The length of value is changed every time database controller reads a new signature.
To make it be easier to analysis, I wrote a simple script to parse and print information of each signature in the db (tested with AV sigs only, the AS (anti spyware) wasn’t tested

An example after parsing the whole db:

===================Threat BEGIN===================
SigType: SIGNATURE_TYPE_THREAT_BEGIN
s_low: 32 s_high: 0 len: 32
Value: @["c", "\\xAF", "\\x02", "\\x80", "\\x00", "\\x00", "\\x01", "\\x00", "\\x06", "\\x00", "\\x0A", "\\x00", "\\x84", "!Wkysol.J", "\\x00", "\\x00", "\\x01", "@", "\\x05", "\\x82", "B", "\\x00", "\\x04", "\\x00"]

SigType: SIGNATURE_TYPE_PEHSTR_EXT
s_low: 192 s_high: 0 len: 192
Value: @["\\x04", "\\x00", "\\x04", "\\x00", "\\x06", "\\x00", "\\x00", "\\x01", "\\x00", "-", "\\x00", "SOFTWARE\\Microsoft\\Windows\\CurrentVersion\\Run", "\\x01", "\\x00", "\\x0C", "\\x01", "/put.asp?nm=", "\\x01", "\\x00", "\\x15", "\\x01", "/get.asp?nm=index.dat", "\\x01", "\\x00", "\\x1C", "\\x01", "Rj", "\\x00", "j", "\\x00", "j", "\\x00", "j", "\\x00", "j", "\\x00", "j", "\\x00", "h ", "\\x02", "\\x00", "\\x00", "j j", "\\x02", "\\x8D", "E", "\\xDC", "P", "\\xFF", "\\x15", "\\x01", "\\x00", "\\x1C", "\\x03", "\\x80", "\\xC9", "\\x80", "\\x89", "\\x8D", "\\x90", "\\x01", "\\x04", "j", "\\x04", "\\x8D", "\\x95", "\\x90", "\\x1B", "\\x00", "Rj", "\\x1F", "\\x8B", "\\x85", "\\x90", "\\x01", "\\x04", "P", "\\xFF", "\\x15", "\\x90", "\\x00", "\\x01", "\\x00", "\\x19", "\\x01", "\\x8D", "U", "\\xA8", "RSSSSSSh ", "\\x02", "\\x00", "\\x00", "j j", "\\x02", "\\x8D", "E", "\\xDC", "P", "\\xFF", "\\x15", "\\x00", "\\x00"]

SigType: SIGNATURE_TYPE_THREAT_END
s_low: 4 s_high: 0 len: 4
Value: @["c", "\\xAF", "\\x02", "\\x80"]
-------------------Threat END---------------------
  • Malware name: !Wkysol.J
  • Detection method: Find strings in PE file (SIGNATURE_TYPE_PEHSTR_EXT)

Test the fake “malicious” binary against the scanner[s] (i used VirusTotal).
Create a simple Nim file

$cat test.nim
const
  s1 = "SOFTWARE\\Microsoft\\Windows\\CurrentVersion\\Run"
  s2 = "/put.asp?nm="
  s3 = "/get.asp?nm=index.dat"
  s4 = "RSSSSSSh"

Compile PE file: nim c -d:mingw test.nim
Result: VirusTotal

The result is interesting: Windows defender didn’t detect this fake binary as a malicious file.

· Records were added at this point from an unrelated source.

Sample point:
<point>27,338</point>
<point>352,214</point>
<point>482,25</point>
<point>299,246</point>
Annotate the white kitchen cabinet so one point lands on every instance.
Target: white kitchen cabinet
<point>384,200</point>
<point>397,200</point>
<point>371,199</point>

Because the conditions are compiled, so we don’t really know the actual conditions that WinDef uses to match a binary (could be specific ranges, offset or anything else). However, we can see some machine learning engines are having false positives.